This is the latest in a series of interviews with a variety of marketers, advertisers, bloggers, SEO consultants, businesses, artists and Internet gurus on the latest micro blogging sensation to hit the interwebs, Twitter.

Eoghan McCabe, web designer and ‘head dude’ over at (the guys behind Qwitter) spared a few minutes out of his busy schedule to give us his thoughts on using Twitter to create apps.  Thanks Eoghan!

Will we still be tweeting in 5 years?

Yes. No. Actually, I haven’t a clue. :-) But I’ll be surprised if Twitter just disappears in that time; it’s growth and momentum is bigger and more substantial than most trends or fads or movements we’ve seen on the web so far.

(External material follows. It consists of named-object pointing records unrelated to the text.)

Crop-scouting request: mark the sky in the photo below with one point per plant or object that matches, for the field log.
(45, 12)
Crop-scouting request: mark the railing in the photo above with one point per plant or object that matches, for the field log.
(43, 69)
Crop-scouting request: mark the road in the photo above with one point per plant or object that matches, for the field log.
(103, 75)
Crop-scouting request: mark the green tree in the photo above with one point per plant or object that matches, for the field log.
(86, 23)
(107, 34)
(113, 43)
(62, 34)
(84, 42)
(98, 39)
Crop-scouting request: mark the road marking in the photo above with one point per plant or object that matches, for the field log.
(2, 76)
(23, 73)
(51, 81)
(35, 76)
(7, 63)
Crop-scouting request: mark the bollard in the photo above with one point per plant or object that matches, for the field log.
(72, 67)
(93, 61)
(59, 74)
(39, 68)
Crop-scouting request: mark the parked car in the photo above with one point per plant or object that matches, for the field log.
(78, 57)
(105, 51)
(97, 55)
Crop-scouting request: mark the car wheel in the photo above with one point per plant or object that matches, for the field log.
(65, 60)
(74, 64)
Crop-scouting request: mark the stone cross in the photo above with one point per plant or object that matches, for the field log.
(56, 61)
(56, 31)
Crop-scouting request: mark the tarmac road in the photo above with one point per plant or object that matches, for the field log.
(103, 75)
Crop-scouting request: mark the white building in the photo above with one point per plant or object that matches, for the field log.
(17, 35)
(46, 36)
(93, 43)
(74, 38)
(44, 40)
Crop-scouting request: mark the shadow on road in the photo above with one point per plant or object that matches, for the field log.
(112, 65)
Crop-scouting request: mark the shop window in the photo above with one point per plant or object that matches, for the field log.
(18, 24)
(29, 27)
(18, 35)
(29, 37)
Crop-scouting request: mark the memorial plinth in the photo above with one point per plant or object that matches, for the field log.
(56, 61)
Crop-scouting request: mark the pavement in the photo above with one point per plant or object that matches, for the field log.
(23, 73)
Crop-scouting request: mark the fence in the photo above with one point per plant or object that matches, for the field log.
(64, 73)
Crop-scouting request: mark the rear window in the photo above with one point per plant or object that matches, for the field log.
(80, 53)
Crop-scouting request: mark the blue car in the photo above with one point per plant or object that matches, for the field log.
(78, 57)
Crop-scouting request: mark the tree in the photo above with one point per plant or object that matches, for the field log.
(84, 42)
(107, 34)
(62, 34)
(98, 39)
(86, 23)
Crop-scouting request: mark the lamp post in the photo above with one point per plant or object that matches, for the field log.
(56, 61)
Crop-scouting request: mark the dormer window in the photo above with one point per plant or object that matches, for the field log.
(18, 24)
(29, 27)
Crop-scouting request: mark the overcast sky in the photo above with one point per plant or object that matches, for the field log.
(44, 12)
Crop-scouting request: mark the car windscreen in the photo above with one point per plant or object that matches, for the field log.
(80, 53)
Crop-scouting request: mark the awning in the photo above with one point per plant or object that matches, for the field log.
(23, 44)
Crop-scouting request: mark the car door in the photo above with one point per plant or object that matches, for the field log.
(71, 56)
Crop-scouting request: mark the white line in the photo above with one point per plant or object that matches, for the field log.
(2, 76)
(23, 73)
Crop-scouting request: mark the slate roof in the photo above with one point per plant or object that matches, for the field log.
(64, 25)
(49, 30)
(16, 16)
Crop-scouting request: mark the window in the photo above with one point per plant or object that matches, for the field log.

How can you trust a company on Twitter?

By knowing the people behind the company. Twitter works well as a medium for personal communication but not so well as a broadcast system for “company line” messages. Brands on Twitter will benefit by exposing the names and faces and personalities of the people behind them.

You guys created Qwitter, one of the best Twitter apps yet in my opinion.  Do you see a big opportunity for developers using the Twitter API in 2009 as it grows?

Yes and no. The opportunities we chased with Qwitter were: fun and promotion of our app development services. We found both of these in abundance. Other developers interested in the same will find many opportunities this year. But just like Twitter have yet to find their path to wealth, neither have most Twitter app developers. I don’t expect many to profit financially from their efforts any time soon. In fact, if your Twitter app is successful, it will most likely cost you a lot; hosting for Qwitter costs €1,200 per month, which Hosting365 have been amazingly generous to cover for us.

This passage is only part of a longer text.